Personal information
- Nationality: British (Scottish)
- Born: 27 January 1941 Pitapuram, Madras Presidency, British India
- Died: 10 March 2023 (aged 82) Aberdeen, Scotland
- Height: 164 cm (5 ft 5 in)
- Weight: 64 kg (141 lb)

Sport
- Sport: Swimming
- Strokes: Butterfly
- Club: Aberdeen Thistle SC

= Sheila Watt =

British swimmer (1941–2023)

Sheila Watt (later Duthie; 27 January 1941 – 10 March 2023) was a British butterfly swimmer who competed at the 1960 Summer Olympics.

== Swimming career ==
Watt was selected for the 1958 Scottish team for the 1958 British Empire and Commonwealth Games in Cardiff, Wales, where she competed in the 110 yards butterfly.
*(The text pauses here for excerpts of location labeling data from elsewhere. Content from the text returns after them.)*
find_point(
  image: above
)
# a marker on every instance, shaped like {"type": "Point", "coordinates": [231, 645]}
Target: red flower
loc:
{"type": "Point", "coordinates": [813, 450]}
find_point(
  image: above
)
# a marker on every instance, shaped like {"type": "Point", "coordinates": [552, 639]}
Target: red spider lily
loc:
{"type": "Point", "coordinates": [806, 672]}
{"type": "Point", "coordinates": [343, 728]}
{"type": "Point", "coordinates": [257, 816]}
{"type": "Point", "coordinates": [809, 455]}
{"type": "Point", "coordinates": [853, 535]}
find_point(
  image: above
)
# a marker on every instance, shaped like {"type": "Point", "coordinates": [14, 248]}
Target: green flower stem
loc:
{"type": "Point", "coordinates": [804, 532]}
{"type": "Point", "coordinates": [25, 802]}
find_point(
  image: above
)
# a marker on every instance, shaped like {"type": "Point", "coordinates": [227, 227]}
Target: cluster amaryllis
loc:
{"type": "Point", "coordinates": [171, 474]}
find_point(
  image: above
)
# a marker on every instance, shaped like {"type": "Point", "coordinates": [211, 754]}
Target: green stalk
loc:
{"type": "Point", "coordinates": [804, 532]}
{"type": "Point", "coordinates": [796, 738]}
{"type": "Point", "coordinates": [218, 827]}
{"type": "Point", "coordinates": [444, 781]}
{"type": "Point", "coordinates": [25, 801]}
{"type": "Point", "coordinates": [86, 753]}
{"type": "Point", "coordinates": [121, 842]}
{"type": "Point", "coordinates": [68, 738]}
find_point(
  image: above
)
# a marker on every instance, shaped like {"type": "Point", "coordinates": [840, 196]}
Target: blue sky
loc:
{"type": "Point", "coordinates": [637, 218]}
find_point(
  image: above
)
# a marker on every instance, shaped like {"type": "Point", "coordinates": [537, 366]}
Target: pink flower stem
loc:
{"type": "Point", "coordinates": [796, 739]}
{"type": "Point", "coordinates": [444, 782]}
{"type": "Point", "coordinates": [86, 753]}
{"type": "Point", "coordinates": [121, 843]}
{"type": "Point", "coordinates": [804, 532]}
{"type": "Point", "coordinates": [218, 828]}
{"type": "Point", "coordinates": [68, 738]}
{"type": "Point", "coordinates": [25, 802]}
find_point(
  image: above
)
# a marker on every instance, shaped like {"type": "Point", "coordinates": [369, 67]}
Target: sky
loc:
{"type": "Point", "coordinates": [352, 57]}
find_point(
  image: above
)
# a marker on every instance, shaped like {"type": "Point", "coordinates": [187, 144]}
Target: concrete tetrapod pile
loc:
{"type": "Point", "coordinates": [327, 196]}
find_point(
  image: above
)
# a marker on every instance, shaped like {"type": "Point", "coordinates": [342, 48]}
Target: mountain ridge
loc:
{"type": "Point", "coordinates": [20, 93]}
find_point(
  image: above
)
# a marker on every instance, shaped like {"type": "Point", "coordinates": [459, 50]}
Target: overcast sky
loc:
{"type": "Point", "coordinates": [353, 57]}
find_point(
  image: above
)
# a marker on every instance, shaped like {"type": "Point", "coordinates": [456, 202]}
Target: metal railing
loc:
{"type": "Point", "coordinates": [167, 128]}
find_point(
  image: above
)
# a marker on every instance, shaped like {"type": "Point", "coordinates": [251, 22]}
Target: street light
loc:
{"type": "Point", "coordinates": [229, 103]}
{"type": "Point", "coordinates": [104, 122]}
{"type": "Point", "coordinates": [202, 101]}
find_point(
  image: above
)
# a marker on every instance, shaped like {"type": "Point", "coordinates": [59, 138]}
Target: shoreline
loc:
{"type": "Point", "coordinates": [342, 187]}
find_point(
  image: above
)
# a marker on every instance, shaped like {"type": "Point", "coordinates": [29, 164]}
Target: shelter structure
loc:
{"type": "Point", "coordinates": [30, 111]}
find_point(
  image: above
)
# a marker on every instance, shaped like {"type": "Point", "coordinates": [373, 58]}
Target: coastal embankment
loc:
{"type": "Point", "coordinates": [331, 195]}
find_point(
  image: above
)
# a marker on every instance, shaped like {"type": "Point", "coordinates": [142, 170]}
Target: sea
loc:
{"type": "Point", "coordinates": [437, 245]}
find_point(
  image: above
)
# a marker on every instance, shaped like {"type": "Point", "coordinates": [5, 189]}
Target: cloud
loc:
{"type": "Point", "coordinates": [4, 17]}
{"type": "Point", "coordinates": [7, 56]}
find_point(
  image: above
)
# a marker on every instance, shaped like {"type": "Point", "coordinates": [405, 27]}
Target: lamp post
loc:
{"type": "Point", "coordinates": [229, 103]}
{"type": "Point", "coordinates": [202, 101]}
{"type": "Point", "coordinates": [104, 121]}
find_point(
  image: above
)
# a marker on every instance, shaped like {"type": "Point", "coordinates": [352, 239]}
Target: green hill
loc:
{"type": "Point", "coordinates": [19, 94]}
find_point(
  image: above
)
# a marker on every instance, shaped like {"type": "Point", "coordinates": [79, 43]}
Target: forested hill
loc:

Watt competed at the 1960 Summer Olympics in the individual 100 m butterfly and 4 × 100 m medley relay and finished in fourth and fifth place, respectively.

Swimming for the Aberdeen Thistle Swimming Club, she won the ASA National British Championships in 1958, 1959 and 1960, competing in the 100 metres butterfly competition.

She also competed for Scotland at the 1962 British Empire and Commonwealth Games.

Sheila Watt died in Aberdeen on 10 March 2023, at the age of 82.